I earned a B.S. in Public Health from Tulane University, followed by a fellowship in regenerative medicine at Baylor College of Medicine. I helped develop a human organoid drug screening assay, computational scar assessment tool, and a biodegradable hydrogel that improves wound healing. Afterwards, I pursued a M.A. in Biotechnology from Columbia University. During my graduate studies, I joined the laboratory of Dr. Jef Boeke, and discovered the world of synthetic biology. I provided bioinformatics support for the Synthetic Yeast Genome Project (Sc2.0), and completed an internship with Neochromosome, a biotech startup focused on the design, build, and optimization of synthetic chromosomes for genome engineering. I also explored other interests; I volunteered at the Technology Transfer Office on a funding program to help advance scientific discoveries to the clinic, and I built the foundation for a synthetic virology startup at the New York Genome Center. I completed my thesis on synthetic genome engineering for developing next-generation vaccines and therapeutics and graduated, which is when I met Andrew and decided to pursue our shared vision of synthesizing viruses, programming biology, and hacking cancer together.

Q: What is your role?

As the Chief Science Officer, I lead and manage all the scientific, technological, and research operations at Humane Genomics. I work with Andrew to forecast the future directions of synthetic virology and develop the scientific vision and strategy for the company. To achieve these goals, I develop new methods and approaches to expand our research capabilities, and explore cutting-edge technologies and how we might implement them in our design-build-test pipeline. Meanwhile, I work closely with Pete on communications, intellectual property, and business development efforts.

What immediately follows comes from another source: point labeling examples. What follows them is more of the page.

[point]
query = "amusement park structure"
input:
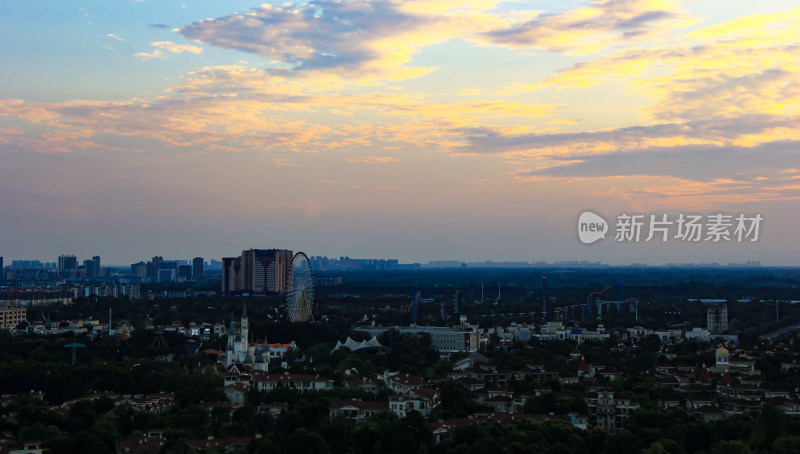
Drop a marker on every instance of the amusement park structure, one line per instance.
(300, 299)
(601, 306)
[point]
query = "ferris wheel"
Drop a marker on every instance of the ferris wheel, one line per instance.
(300, 298)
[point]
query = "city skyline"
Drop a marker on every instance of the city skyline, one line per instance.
(417, 130)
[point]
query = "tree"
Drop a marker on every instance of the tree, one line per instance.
(623, 442)
(768, 427)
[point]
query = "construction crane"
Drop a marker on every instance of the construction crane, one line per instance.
(589, 300)
(414, 309)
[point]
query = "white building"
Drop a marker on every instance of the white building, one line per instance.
(240, 350)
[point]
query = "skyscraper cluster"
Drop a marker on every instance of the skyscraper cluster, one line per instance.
(160, 270)
(257, 272)
(90, 269)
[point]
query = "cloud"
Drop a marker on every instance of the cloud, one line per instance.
(348, 37)
(177, 48)
(167, 46)
(590, 29)
(745, 130)
(312, 209)
(372, 159)
(744, 66)
(149, 55)
(698, 163)
(283, 162)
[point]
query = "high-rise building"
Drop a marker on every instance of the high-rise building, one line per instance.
(197, 268)
(184, 273)
(231, 268)
(717, 319)
(88, 266)
(258, 271)
(67, 263)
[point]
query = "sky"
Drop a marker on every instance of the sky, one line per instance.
(417, 130)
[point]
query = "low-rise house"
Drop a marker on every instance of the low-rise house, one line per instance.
(236, 393)
(370, 385)
(578, 420)
(422, 400)
(401, 383)
(356, 409)
(211, 444)
(609, 412)
(708, 413)
(273, 408)
(299, 382)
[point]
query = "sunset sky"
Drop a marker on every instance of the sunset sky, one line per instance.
(417, 130)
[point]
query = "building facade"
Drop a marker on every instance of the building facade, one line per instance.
(258, 272)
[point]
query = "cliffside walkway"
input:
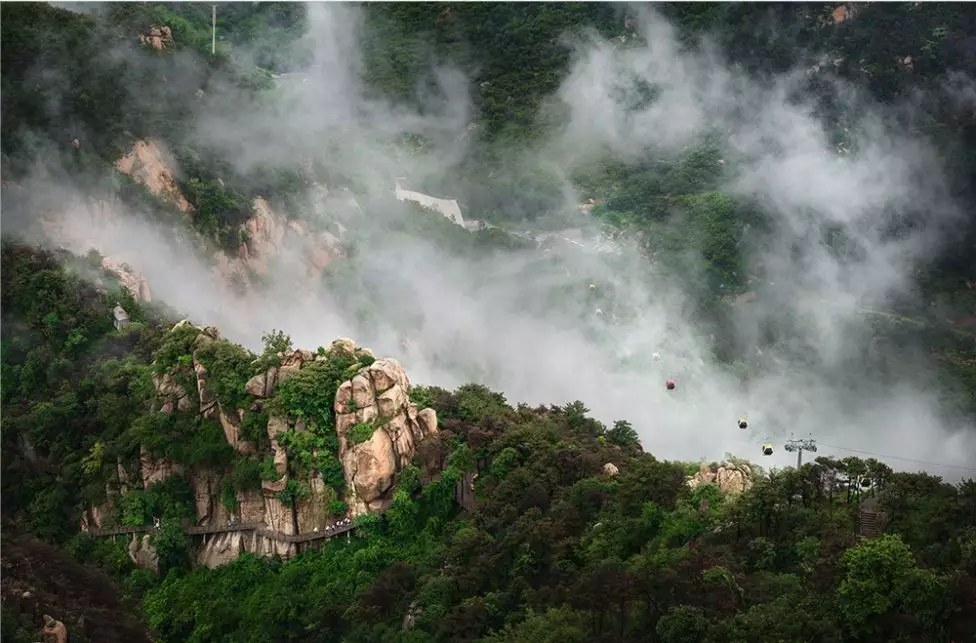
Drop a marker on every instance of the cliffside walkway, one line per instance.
(871, 523)
(201, 530)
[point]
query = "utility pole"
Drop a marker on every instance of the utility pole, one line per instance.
(800, 446)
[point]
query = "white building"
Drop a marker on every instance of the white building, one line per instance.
(448, 207)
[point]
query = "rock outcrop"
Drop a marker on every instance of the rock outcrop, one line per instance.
(729, 477)
(54, 630)
(146, 165)
(377, 397)
(142, 552)
(376, 393)
(135, 283)
(270, 237)
(159, 38)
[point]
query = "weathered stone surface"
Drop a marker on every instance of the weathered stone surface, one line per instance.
(142, 553)
(378, 394)
(729, 477)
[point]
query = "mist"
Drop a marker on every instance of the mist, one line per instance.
(475, 318)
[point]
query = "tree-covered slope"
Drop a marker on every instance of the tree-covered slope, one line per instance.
(576, 534)
(832, 171)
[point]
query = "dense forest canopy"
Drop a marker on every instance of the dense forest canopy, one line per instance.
(769, 204)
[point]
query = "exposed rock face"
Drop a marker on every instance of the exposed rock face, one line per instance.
(154, 470)
(54, 630)
(159, 38)
(269, 234)
(142, 553)
(378, 395)
(132, 281)
(729, 477)
(145, 164)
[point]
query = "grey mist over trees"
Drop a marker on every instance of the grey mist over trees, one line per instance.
(488, 317)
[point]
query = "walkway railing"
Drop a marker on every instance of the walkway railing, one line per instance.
(259, 529)
(871, 523)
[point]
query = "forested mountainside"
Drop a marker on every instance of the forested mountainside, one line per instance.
(767, 205)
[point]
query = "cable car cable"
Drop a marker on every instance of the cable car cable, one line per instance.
(895, 457)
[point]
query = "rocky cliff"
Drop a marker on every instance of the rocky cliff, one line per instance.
(374, 433)
(730, 477)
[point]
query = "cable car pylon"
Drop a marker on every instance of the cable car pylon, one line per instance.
(800, 446)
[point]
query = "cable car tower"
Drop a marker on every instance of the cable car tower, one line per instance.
(800, 446)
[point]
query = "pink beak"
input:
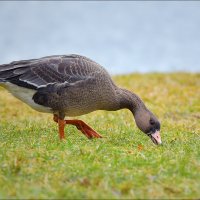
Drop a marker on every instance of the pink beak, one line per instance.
(155, 137)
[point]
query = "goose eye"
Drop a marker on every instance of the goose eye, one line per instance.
(152, 122)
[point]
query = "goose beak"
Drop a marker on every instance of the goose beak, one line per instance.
(155, 137)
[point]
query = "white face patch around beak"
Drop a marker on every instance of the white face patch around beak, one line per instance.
(157, 137)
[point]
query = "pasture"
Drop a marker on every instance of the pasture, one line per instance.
(123, 164)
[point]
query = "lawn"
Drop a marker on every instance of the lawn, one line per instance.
(123, 164)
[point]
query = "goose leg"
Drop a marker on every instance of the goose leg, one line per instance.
(80, 125)
(61, 126)
(84, 128)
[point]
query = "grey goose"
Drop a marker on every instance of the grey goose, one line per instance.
(73, 85)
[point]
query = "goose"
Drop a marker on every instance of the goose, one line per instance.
(73, 85)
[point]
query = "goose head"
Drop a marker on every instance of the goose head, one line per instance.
(148, 124)
(145, 120)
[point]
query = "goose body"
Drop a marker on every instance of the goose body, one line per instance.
(70, 85)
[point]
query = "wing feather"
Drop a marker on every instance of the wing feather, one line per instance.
(36, 73)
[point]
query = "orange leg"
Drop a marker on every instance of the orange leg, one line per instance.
(61, 126)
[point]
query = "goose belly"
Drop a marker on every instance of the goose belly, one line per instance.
(25, 95)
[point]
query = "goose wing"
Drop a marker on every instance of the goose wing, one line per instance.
(37, 73)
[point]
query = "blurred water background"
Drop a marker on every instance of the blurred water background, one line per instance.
(122, 36)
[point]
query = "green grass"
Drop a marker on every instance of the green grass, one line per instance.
(35, 164)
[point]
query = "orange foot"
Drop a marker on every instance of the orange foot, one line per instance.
(80, 125)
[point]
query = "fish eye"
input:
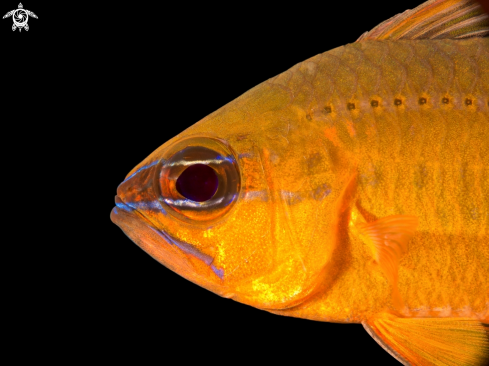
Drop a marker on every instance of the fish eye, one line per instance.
(199, 179)
(197, 183)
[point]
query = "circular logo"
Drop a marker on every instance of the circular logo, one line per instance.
(20, 17)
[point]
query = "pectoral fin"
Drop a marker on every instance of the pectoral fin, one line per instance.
(388, 239)
(431, 341)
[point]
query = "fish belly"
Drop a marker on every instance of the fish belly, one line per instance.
(414, 117)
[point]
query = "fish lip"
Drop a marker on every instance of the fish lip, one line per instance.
(167, 250)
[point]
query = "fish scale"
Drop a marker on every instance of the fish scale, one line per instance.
(443, 208)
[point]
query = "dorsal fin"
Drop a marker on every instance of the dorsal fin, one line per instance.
(435, 19)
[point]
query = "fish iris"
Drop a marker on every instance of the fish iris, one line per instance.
(197, 183)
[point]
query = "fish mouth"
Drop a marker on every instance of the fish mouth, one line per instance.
(170, 252)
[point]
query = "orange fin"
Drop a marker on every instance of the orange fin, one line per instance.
(431, 341)
(434, 19)
(388, 239)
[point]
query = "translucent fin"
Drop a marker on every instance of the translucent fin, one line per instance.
(435, 19)
(431, 341)
(388, 238)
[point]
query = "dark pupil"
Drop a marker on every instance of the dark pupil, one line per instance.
(197, 183)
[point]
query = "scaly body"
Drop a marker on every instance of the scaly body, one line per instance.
(414, 118)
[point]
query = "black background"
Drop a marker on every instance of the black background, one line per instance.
(89, 92)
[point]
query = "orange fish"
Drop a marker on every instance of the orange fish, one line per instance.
(352, 188)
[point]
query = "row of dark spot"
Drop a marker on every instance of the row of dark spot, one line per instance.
(398, 102)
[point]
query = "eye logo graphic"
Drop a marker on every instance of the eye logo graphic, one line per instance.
(20, 17)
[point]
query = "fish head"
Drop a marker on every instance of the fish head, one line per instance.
(243, 203)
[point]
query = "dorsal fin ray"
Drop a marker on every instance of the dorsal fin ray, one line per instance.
(435, 19)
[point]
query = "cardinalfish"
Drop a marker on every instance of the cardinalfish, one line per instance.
(352, 188)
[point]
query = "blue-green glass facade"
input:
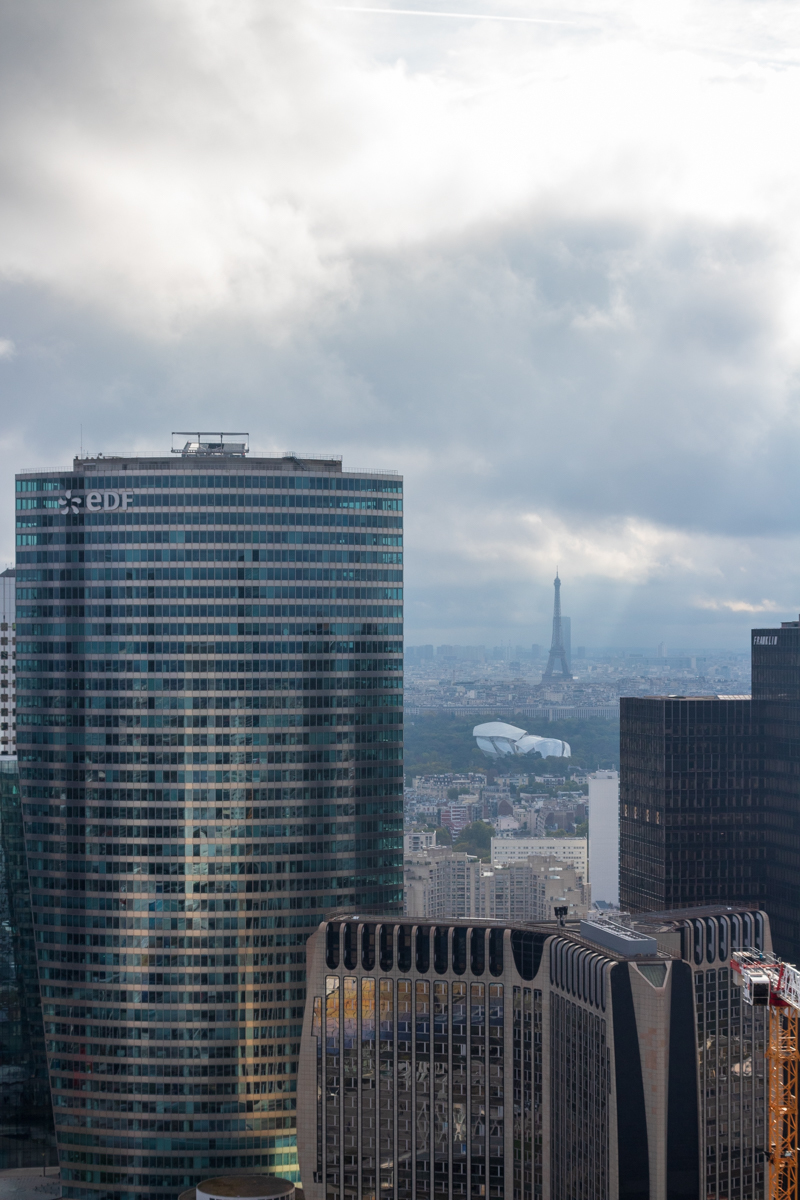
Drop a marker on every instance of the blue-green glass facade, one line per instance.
(209, 664)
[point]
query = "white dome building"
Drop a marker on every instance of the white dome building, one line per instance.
(498, 741)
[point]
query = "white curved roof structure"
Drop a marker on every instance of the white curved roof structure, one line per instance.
(498, 741)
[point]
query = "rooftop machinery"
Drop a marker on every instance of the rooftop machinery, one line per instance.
(769, 983)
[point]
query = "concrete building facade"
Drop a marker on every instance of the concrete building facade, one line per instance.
(506, 1062)
(8, 663)
(567, 850)
(603, 835)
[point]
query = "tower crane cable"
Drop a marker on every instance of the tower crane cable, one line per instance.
(769, 983)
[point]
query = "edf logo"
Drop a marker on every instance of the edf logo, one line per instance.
(95, 502)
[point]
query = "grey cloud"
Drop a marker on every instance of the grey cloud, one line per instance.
(200, 222)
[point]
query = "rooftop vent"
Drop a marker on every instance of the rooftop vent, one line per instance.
(618, 937)
(210, 444)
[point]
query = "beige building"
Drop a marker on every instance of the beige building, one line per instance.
(530, 891)
(515, 1061)
(516, 850)
(452, 886)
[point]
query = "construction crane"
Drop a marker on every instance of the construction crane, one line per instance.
(769, 983)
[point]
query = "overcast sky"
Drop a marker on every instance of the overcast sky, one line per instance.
(547, 268)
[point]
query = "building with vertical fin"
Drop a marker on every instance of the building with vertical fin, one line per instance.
(511, 1061)
(8, 663)
(210, 751)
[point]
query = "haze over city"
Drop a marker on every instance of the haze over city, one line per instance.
(543, 264)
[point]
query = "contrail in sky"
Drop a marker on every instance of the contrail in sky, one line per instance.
(455, 16)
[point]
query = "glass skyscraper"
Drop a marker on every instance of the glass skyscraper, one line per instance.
(209, 665)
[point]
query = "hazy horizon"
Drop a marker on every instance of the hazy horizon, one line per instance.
(546, 268)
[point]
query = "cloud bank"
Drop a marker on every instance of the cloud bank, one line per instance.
(548, 271)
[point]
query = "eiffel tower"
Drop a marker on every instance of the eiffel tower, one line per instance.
(557, 646)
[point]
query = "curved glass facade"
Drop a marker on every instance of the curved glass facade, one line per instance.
(210, 748)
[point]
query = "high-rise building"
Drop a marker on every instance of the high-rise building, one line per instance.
(603, 835)
(8, 663)
(690, 825)
(776, 732)
(515, 1062)
(25, 1056)
(210, 747)
(567, 850)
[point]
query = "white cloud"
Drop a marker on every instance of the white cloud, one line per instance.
(551, 273)
(740, 605)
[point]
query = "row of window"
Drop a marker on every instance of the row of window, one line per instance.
(250, 480)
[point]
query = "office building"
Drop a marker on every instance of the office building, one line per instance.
(8, 663)
(566, 633)
(419, 840)
(531, 891)
(776, 733)
(603, 835)
(444, 885)
(690, 823)
(24, 1089)
(516, 1062)
(210, 750)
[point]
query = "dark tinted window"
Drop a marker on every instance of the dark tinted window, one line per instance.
(350, 947)
(477, 954)
(723, 939)
(527, 949)
(422, 948)
(459, 951)
(710, 939)
(386, 948)
(404, 948)
(332, 947)
(368, 947)
(697, 935)
(440, 949)
(495, 952)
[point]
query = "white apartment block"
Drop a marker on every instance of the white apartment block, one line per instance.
(417, 886)
(419, 840)
(572, 851)
(530, 891)
(456, 885)
(7, 663)
(603, 835)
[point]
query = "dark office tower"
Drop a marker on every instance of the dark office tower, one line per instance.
(690, 827)
(776, 717)
(210, 743)
(25, 1097)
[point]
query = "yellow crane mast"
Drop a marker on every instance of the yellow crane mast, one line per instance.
(769, 983)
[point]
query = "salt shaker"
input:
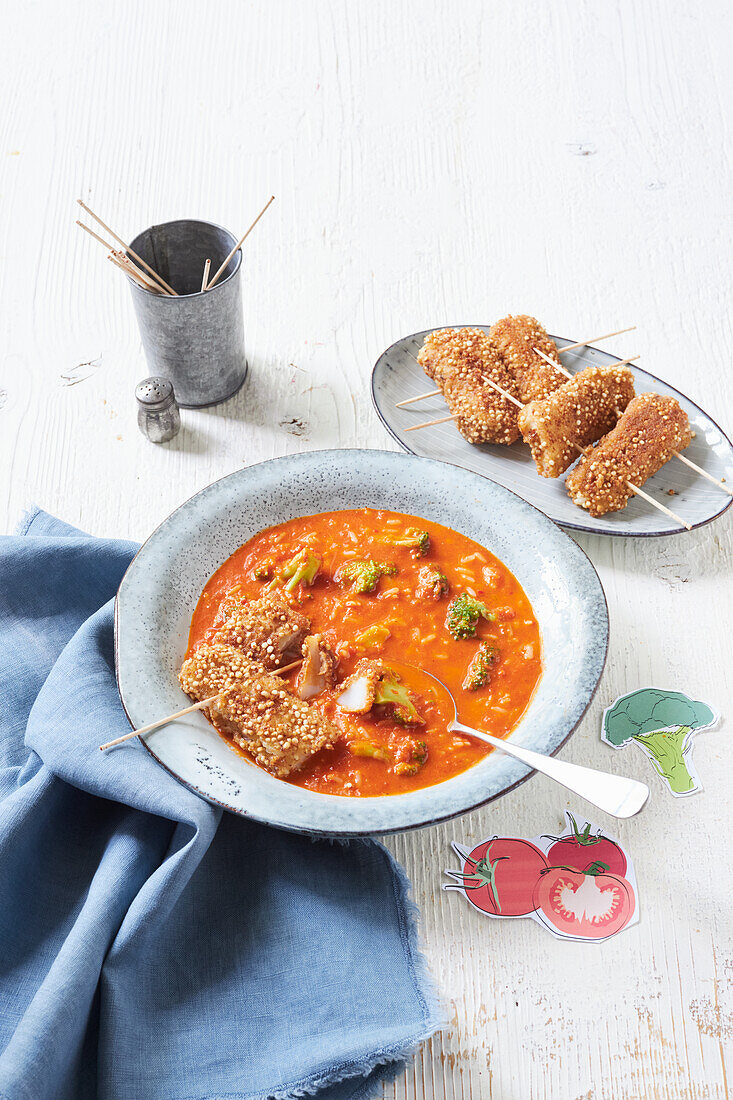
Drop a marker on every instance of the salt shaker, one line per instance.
(157, 410)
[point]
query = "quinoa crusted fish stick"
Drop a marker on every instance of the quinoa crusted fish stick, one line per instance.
(461, 361)
(576, 415)
(260, 713)
(516, 338)
(645, 438)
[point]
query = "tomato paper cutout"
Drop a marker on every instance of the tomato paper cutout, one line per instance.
(583, 848)
(586, 905)
(499, 876)
(578, 886)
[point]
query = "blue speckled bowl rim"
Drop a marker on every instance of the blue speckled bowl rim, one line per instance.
(575, 527)
(424, 822)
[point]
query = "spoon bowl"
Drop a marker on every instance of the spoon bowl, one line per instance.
(614, 794)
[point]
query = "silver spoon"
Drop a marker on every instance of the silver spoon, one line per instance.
(614, 794)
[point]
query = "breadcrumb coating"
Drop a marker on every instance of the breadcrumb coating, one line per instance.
(261, 714)
(645, 438)
(576, 415)
(267, 629)
(515, 338)
(460, 361)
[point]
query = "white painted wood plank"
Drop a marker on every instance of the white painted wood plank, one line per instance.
(431, 164)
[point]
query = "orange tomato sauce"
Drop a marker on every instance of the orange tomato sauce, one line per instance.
(417, 638)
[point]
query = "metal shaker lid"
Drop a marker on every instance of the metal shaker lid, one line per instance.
(154, 393)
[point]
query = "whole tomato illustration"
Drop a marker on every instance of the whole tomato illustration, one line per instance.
(589, 905)
(500, 876)
(578, 850)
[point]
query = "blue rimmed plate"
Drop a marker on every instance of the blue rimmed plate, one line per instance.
(159, 592)
(396, 376)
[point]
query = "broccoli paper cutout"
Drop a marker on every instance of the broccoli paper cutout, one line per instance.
(663, 724)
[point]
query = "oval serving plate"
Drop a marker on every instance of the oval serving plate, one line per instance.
(396, 376)
(159, 592)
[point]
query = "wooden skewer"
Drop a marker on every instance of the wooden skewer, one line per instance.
(239, 243)
(682, 458)
(420, 397)
(130, 272)
(428, 424)
(133, 270)
(692, 465)
(207, 268)
(568, 374)
(656, 504)
(121, 257)
(634, 488)
(583, 343)
(159, 278)
(187, 710)
(86, 229)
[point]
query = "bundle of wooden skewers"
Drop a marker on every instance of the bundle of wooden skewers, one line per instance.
(140, 272)
(510, 383)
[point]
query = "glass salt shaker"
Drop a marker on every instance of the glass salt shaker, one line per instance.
(157, 410)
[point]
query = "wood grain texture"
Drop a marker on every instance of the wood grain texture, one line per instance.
(433, 164)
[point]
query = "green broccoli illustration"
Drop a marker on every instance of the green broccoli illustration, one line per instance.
(664, 724)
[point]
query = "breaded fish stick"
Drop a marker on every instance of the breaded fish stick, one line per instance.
(516, 338)
(260, 713)
(651, 430)
(460, 361)
(576, 415)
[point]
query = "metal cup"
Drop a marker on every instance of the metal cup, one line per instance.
(196, 340)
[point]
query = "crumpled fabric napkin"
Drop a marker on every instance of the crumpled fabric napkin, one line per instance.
(152, 946)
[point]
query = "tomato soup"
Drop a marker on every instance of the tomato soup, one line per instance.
(411, 634)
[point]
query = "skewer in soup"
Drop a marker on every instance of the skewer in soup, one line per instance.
(368, 598)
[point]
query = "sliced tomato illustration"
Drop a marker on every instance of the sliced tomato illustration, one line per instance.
(578, 850)
(590, 906)
(500, 876)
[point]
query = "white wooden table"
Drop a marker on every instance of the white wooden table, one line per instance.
(433, 163)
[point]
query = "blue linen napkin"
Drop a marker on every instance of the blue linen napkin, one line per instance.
(152, 946)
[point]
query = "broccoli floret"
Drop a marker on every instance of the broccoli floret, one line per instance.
(302, 569)
(478, 672)
(419, 541)
(393, 693)
(431, 584)
(370, 749)
(364, 575)
(416, 755)
(373, 636)
(463, 615)
(662, 723)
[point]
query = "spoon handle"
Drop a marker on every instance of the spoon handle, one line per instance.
(614, 794)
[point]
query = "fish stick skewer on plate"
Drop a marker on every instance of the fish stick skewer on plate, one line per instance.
(256, 708)
(651, 430)
(463, 362)
(518, 340)
(576, 415)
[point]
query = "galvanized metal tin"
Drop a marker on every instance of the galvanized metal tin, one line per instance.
(196, 339)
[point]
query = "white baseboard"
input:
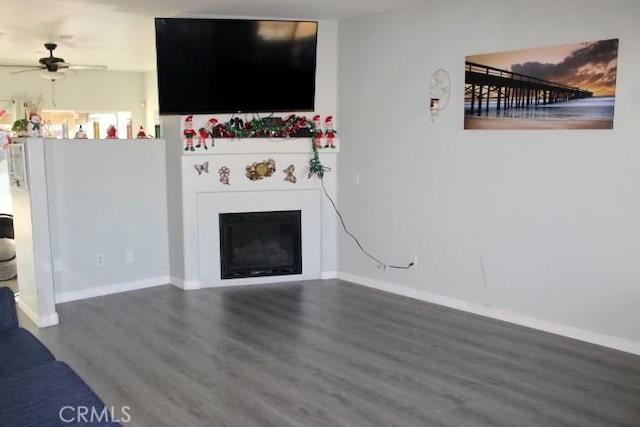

Q: What are you working on?

Currently, I’m working on establishing our design-build-test platform, and expanding our synthetic virology pipeline. Pete developed our own virus design software, and now I’m generating our own library of genetic parts and modules. Recently, we managed to condense genome assembly and boot up to less than a week, so I’m focused on fine tuning and optimization. Finally, I’m developing high-throughput screening assays to expand our analysis capabilities and complete the cycle. 

Q: What are you most excited about?

Right now, I’m excited to begin mouse studies and demonstrate the safety and efficacy of our therapies. In the short-term, I’m looking forward to bringing our cancer therapeutics to the veterinary clinic, and offer dogs the chance to spend more time with their owners and family. Overall, I’m excited to push the boundaries of synthetic virology and see our company move the needle in oncology and healthcare. We will offer personalized therapies on demand for a reasonable cost.